The newcomers' corn, covering hundreds of acres, stretches green and tall to the skies, dwarfing the nearby widely spaced stalks on mounded earth. But most of the local farmers still shake their heads in doubt.

They grudgingly acknowledge that the newcomers' crops look better but insist that those vigorous-looking plants will never mature.

"When I saw the planting I knew that they had made a big mistake," said Liman Mohammed, 43, of nearby Chikangiworo village. "What they're doing, well, maybe they don't know how to farm.

"My advice to them is that to farm here, they should make ridges. They should adjust the distance of their plants. Since we have been brought up, we've made ridges."

Saraki, the governor, is eager to see the results.

"We are waiting until harvest time to see how the Zimbabweans do against the Nigerians," he said. "Farmers are very conservative. They change only based on what they see.

"At the moment, they think [the Zimbabweans] are doing something wrong. It's only when they see the harvest come in, will they see that with the same rainfall, the same soil, those guys are doing 5 tons a hectare instead of 1. Then the Nigerian farmers will change."

As part of the Tsonga project, the Zimbabweans agreed to train local farmers in commercial techniques.

"You have to get their respect by showing them you know what you're doing," said one of the transplants, Dan Swart, 60. "If a person doesn't respect you they're never going to do it. You see this vast, beautiful country, and there's very little agriculture. We are just a very small module and hopefully it will kick off."

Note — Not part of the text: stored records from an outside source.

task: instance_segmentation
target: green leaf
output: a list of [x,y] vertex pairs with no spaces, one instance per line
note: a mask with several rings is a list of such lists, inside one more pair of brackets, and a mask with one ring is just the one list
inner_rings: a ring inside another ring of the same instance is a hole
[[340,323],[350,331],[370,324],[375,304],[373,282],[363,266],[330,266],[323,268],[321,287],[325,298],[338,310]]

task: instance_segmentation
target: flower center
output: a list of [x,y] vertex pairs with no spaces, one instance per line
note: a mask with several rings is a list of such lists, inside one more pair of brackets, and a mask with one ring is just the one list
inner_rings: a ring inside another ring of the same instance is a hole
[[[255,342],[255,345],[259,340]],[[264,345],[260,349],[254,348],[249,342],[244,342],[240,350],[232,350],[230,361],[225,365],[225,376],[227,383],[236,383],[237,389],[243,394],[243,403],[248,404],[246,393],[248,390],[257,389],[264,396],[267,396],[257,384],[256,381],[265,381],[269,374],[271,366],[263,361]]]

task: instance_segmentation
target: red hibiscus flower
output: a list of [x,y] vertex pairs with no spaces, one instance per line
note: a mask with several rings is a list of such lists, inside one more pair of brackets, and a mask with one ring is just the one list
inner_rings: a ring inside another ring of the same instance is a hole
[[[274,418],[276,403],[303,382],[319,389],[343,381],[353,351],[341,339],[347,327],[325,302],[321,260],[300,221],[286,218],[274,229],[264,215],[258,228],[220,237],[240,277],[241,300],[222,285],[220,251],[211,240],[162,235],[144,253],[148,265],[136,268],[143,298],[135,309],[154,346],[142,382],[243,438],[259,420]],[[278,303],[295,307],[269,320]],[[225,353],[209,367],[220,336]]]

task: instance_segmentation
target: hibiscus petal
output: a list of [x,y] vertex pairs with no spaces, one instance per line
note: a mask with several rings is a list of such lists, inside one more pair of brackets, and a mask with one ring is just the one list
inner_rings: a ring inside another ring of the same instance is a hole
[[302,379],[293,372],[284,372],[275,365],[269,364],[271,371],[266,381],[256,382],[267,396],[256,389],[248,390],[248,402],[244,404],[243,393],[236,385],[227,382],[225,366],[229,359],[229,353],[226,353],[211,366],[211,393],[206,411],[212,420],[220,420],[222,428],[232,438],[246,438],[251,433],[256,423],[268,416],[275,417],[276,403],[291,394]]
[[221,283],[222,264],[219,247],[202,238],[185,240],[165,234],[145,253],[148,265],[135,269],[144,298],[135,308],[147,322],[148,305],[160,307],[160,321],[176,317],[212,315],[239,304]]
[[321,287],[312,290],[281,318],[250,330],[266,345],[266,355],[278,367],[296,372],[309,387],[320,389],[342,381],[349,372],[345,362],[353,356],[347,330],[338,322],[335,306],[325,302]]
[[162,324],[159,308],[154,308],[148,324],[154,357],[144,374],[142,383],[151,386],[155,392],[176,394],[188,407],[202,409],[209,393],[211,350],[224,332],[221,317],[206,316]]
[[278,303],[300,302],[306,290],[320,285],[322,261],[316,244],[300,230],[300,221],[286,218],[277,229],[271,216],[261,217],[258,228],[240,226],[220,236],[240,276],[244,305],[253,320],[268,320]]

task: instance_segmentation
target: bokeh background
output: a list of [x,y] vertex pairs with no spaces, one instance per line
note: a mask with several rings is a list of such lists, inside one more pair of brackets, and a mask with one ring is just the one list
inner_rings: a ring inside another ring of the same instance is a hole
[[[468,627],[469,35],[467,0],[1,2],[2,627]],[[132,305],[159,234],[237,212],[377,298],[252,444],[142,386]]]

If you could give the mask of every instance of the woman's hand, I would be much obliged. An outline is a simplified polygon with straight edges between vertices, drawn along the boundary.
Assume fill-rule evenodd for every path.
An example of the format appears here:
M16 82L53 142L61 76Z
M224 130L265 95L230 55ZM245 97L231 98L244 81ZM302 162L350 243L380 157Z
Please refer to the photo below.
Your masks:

In addition to providing loans and leases, the Nigerians built roads, upgraded the airport and are bringing in electricity for the new venture. The farmers also are seeking irrigation and tax exemptions. Once the land is irrigated, the Zimbabweans believe, the yield will rise to 15 tons a hectare.

The soil and rainfall are better in Kwara than in Zimbabwe. But the Zimbabweans, battered by their experience at home, were wary when Nigeria approached them last year.

Mugabe's land redistribution has been widely criticized as ill-conceived and corrupt. Zimbabwe once exported food, but now must rely on imports and food aid. About 4,000 white farmers have lost their land since 2000, leaving only about 400.

The land minister, Didymus Mutasa, was recently quoted by the state-controlled Daily Mail newspaper as saying the remaining farmers also should be expelled under the government's Operation Murambatsvina, or Clean Out the Filth. Millions of urban and rural homes and small businesses have been demolished under the program.

Nigeria has its own reputation for corruption, crime and fraud.

"Unfortunately, Nigeria has not got a good brand," Saraki said. "There was a lot of apprehension. I had to personally talk to some of the wives and reassure them."